Question

Paul takes out a 15-year loan of 250,000 from his bank. The bank charges interest at 4% p.a. compounded half-yearly. During the first 10 years, Paul repays $11,000 at the end of each 6 months. After that period, Paul will repay $X at the end of each year for the remaining 5 years.

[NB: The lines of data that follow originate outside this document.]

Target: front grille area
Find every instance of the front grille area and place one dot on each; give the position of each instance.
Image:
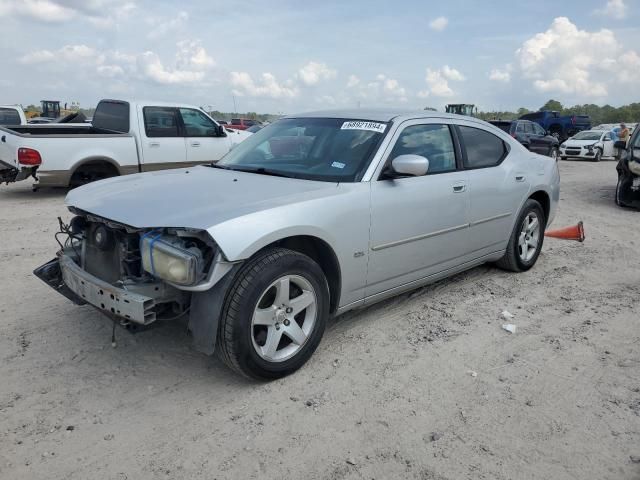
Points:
(110, 254)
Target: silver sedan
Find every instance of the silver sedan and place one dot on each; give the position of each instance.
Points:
(312, 216)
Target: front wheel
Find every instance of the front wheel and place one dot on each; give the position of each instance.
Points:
(274, 316)
(526, 239)
(598, 156)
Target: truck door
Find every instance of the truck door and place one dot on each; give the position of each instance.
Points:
(162, 140)
(201, 138)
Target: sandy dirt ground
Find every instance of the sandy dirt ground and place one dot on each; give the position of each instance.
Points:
(426, 385)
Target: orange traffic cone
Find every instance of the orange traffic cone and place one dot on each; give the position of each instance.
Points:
(568, 233)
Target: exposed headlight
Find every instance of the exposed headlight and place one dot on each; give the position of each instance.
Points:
(164, 257)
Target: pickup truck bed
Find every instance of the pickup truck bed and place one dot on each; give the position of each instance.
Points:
(125, 137)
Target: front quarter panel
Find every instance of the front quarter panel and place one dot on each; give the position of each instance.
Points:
(341, 220)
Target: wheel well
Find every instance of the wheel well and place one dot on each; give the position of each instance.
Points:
(323, 255)
(97, 163)
(543, 199)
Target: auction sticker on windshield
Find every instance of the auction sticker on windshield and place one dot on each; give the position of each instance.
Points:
(361, 125)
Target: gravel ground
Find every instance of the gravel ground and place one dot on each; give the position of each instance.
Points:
(426, 385)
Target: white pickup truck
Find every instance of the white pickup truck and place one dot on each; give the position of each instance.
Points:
(124, 137)
(12, 115)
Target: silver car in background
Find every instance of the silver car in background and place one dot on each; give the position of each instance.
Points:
(312, 216)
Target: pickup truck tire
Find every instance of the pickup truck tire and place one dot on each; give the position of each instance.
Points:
(526, 239)
(274, 315)
(92, 172)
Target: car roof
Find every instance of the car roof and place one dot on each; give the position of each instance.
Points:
(382, 115)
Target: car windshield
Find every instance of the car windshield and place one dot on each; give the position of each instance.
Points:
(587, 136)
(325, 149)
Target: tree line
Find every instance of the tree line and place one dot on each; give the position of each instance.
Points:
(599, 114)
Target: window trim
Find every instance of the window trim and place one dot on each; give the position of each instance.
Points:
(396, 136)
(176, 113)
(506, 146)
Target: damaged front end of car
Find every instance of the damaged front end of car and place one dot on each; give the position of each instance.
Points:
(140, 277)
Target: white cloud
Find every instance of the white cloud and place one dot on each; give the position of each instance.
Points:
(192, 63)
(438, 82)
(614, 8)
(439, 24)
(68, 54)
(313, 72)
(267, 86)
(501, 74)
(100, 13)
(352, 81)
(566, 60)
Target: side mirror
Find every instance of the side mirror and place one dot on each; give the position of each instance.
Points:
(409, 166)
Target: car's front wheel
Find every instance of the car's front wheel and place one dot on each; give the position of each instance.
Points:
(274, 315)
(526, 239)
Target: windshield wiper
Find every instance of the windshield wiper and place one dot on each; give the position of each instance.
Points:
(264, 171)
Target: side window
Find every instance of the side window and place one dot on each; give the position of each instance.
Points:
(483, 149)
(161, 122)
(433, 142)
(196, 123)
(538, 129)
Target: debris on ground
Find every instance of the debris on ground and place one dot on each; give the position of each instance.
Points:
(509, 327)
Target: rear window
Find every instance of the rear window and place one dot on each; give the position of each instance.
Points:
(506, 126)
(532, 116)
(8, 116)
(113, 116)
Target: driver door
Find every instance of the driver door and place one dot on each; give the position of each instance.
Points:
(419, 225)
(201, 141)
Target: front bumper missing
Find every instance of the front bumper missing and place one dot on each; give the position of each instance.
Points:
(67, 278)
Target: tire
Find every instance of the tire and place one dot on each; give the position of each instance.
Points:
(92, 172)
(618, 186)
(515, 259)
(598, 156)
(257, 331)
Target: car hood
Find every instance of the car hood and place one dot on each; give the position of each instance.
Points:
(580, 143)
(198, 198)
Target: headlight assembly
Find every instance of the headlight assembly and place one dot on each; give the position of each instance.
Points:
(166, 257)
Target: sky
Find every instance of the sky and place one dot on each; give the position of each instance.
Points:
(282, 56)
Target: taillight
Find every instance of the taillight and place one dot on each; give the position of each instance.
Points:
(29, 156)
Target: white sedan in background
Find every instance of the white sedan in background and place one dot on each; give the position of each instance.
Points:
(589, 145)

Which of the following can be used to calculate $X.

Answer 1

Loan Amortization Schedule:

Period	Opening Balance	Instalment	Int	Principal Repay	Closing Balance
1	$ 2,50,000.00	$ 11,000.00	$ 5,000.00	$ 6,000.00	$ 2,44,000.00
2	$ 2,44,000.00	$ 11,000.00	$ 4,880.00	$ 6,120.00	$ 2,37,880.00
3	$ 2,37,880.00	$ 11,000.00	$ 4,757.60	$ 6,242.40	$ 2,31,637.60
4	$ 2,31,637.60	$ 11,000.00	$ 4,632.75	$ 6,367.25	$ 2,25,270.35
5	$ 2,25,270.35	$ 11,000.00	$ 4,505.41	$ 6,494.59	$ 2,18,775.76
6	$ 2,18,775.76	$ 11,000.00	$ 4,375.52	$ 6,624.48	$ 2,12,151.27
7	$ 2,12,151.27	$ 11,000.00	$ 4,243.03	$ 6,756.97	$ 2,05,394.30
8	$ 2,05,394.30	$ 11,000.00	$ 4,107.89	$ 6,892.11	$ 1,98,502.19
9	$ 1,98,502.19	$ 11,000.00	$ 3,970.04	$ 7,029.96	$ 1,91,472.23
10	$ 1,91,472.23	$ 11,000.00	$ 3,829.44	$ 7,170.56	$ 1,84,301.67
11	$ 1,84,301.67	$ 11,000.00	$ 3,686.03	$ 7,313.97	$ 1,76,987.71
12	$ 1,76,987.71	$ 11,000.00	$ 3,539.75	$ 7,460.25	$ 1,69,527.46
13	$ 1,69,527.46	$ 11,000.00	$ 3,390.55	$ 7,609.45	$ 1,61,918.01
14	$ 1,61,918.01	$ 11,000.00	$ 3,238.36	$ 7,761.64	$ 1,54,156.37
15	$ 1,54,156.37	$ 11,000.00	$ 3,083.13	$ 7,916.87	$ 1,46,239.50
16	$ 1,46,239.50	$ 11,000.00	$ 2,924.79	$ 8,075.21	$ 1,38,164.29
17	$ 1,38,164.29	$ 11,000.00	$ 2,763.29	$ 8,236.71	$ 1,29,927.57
18	$ 1,29,927.57	$ 11,000.00	$ 2,598.55	$ 8,401.45	$ 1,21,526.13
19	$ 1,21,526.13	$ 11,000.00	$ 2,430.52	$ 8,569.48	$ 1,12,956.65
20	$ 1,12,956.65	$ 11,000.00	$ 2,259.13	$ 8,740.87	$ 1,04,215.78

Opening Balance = Previous month closing balance
EMI = Instalment calculated
Int = Opening Balance * Int Rate
Principal repay = Instalment - Int
Closing Balance = Opening balance - Principal Repay

Balance to be repaid after 10 Years is 104215.78

Let x be the CF for balance 10 periods ( 5 * 2 periods )

PV of Annuity:

Annuity is series of cash flows that are deposited at regular intervals for specific period of time.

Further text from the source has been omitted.